ART vectorizer.
Rationale:
Make SIMD great again with a retargetable and easily extendable vectorizer.
Provides a full x86/x86_64 and a proof-of-concept ARM implementation. Sample
improvement (without any perf tuning yet) for Linpack on x86 is about 20% to 50%.
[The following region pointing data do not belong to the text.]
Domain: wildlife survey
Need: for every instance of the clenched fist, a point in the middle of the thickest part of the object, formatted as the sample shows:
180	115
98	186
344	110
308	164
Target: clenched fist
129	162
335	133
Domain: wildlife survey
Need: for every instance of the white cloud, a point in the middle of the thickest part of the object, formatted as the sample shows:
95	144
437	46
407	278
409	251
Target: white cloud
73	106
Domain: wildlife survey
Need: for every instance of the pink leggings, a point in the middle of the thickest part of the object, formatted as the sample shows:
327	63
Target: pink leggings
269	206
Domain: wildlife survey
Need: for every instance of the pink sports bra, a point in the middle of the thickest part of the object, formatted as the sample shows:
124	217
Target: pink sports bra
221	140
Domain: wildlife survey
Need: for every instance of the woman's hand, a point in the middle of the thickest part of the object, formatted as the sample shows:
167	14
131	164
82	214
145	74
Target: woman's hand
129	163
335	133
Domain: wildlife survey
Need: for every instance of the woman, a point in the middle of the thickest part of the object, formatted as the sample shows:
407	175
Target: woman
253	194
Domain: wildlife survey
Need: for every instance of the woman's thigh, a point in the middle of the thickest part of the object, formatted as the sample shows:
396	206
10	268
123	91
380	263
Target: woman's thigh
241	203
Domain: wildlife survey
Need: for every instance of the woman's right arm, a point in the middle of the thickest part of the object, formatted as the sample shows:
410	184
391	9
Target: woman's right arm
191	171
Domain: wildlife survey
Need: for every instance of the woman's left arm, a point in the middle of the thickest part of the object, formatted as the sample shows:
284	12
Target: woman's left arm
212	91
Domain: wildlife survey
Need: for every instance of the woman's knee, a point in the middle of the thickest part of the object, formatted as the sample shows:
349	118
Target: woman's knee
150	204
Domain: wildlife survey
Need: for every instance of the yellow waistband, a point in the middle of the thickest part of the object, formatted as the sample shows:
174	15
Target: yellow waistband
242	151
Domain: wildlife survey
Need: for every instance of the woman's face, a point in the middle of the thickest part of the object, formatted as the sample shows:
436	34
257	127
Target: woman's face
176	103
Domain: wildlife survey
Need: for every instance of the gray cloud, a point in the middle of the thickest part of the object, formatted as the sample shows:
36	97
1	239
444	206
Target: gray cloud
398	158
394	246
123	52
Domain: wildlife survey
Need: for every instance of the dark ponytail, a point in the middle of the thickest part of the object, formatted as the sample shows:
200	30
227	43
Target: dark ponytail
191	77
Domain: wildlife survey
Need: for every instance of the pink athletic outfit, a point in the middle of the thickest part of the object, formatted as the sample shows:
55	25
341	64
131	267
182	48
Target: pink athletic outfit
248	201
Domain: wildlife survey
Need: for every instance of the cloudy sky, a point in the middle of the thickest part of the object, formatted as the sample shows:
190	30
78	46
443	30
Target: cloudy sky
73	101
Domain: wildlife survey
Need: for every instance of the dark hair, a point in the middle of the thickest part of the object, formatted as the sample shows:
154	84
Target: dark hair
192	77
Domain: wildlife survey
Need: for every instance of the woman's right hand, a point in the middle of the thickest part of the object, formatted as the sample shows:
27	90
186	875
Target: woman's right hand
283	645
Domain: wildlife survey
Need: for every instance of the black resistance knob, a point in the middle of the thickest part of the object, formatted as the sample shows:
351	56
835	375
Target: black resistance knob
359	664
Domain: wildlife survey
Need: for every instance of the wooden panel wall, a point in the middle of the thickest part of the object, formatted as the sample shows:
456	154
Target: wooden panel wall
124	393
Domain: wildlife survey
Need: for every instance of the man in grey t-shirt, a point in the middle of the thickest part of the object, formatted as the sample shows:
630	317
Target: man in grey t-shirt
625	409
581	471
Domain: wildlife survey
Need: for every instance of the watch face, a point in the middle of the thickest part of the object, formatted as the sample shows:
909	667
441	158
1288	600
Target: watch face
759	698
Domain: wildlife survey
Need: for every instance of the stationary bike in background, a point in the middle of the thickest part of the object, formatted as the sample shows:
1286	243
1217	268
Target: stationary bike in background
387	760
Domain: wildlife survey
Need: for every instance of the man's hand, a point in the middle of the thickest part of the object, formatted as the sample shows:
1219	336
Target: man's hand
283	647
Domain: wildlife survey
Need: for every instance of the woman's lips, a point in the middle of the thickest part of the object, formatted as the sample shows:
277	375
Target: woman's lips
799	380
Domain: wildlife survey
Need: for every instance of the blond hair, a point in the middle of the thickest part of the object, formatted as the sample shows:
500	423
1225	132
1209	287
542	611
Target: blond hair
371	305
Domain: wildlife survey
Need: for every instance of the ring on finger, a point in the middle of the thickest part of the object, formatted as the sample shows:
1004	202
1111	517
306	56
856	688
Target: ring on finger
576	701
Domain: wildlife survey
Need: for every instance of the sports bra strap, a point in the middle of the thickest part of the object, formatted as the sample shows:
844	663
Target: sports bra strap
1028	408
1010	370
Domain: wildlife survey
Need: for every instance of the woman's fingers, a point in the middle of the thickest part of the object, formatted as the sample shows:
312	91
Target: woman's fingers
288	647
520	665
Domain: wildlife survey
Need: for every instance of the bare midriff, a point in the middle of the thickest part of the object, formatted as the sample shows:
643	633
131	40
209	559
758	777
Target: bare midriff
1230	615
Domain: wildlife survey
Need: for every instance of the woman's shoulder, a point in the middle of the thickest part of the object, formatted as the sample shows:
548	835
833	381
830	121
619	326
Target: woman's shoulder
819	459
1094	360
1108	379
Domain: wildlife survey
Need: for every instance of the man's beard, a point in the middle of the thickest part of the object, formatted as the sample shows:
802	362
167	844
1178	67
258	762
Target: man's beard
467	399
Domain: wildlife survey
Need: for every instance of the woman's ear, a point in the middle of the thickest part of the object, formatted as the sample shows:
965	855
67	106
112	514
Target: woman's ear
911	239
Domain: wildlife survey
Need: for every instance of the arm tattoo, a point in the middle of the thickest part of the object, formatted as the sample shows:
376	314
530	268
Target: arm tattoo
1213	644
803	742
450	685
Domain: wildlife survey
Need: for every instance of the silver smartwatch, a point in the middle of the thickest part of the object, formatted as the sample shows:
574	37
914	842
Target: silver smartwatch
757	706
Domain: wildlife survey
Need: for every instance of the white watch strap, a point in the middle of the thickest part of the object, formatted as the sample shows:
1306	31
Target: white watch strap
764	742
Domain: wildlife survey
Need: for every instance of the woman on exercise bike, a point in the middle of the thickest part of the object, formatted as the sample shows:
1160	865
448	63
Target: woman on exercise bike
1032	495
Test: test-art-host, test-art-target (angler)
Bug: 34083438, 30933338
Change-Id: Ifb77a0f25f690a87cd65bf3d5e9f6be7ea71d6c1
diff --git a/compiler/optimizing/nodes.cc b/compiler/optimizing/nodes.cc
index caada8b..5617e4b 100644
--- a/compiler/optimizing/nodes.cc
+++ b/compiler/optimizing/nodes.cc
@@ -2340,6 +2340,66 @@
new_pre_header, old_pre_header, /* replace_if_back_edge */ false);
}
+HBasicBlock* HGraph::TransformLoopForVectorization(HBasicBlock* header,
+ HBasicBlock* body,
+ HBasicBlock* exit) {
+ DCHECK(header->IsLoopHeader());
+ HLoopInformation* loop = header->GetLoopInformation();
+
+ // Add new loop blocks.
+ HBasicBlock* new_pre_header = new (arena_) HBasicBlock(this, header->GetDexPc());
+ HBasicBlock* new_header = new (arena_) HBasicBlock(this, header->GetDexPc());
+ HBasicBlock* new_body = new (arena_) HBasicBlock(this, header->GetDexPc());
+ AddBlock(new_pre_header);
+ AddBlock(new_header);
+ AddBlock(new_body);
+
+ // Set up control flow.
+ header->ReplaceSuccessor(exit, new_pre_header);
+ new_pre_header->AddSuccessor(new_header);
+ new_header->AddSuccessor(exit);
+ new_header->AddSuccessor(new_body);
+ new_body->AddSuccessor(new_header);
+
+ // Set up dominators.
+ header->ReplaceDominatedBlock(exit, new_pre_header);
+ new_pre_header->SetDominator(header);
+ new_pre_header->dominated_blocks_.push_back(new_header);
+ new_header->SetDominator(new_pre_header);
+ new_header->dominated_blocks_.push_back(new_body);
+ new_body->SetDominator(new_header);
+ new_header->dominated_blocks_.push_back(exit);
+ exit->SetDominator(new_header);
+
+ // Fix reverse post order.
+ size_t index_of_header = IndexOfElement(reverse_post_order_, header);
+ MakeRoomFor(&reverse_post_order_, 2, index_of_header);
+ reverse_post_order_[++index_of_header] = new_pre_header;
+ reverse_post_order_[++index_of_header] = new_header;
+ size_t index_of_body = IndexOfElement(reverse_post_order_, body);
+ MakeRoomFor(&reverse_post_order_, 1, index_of_body - 1);
+ reverse_post_order_[index_of_body] = new_body;
+
+ // Add gotos and suspend check (client must add conditional in header and copy environment).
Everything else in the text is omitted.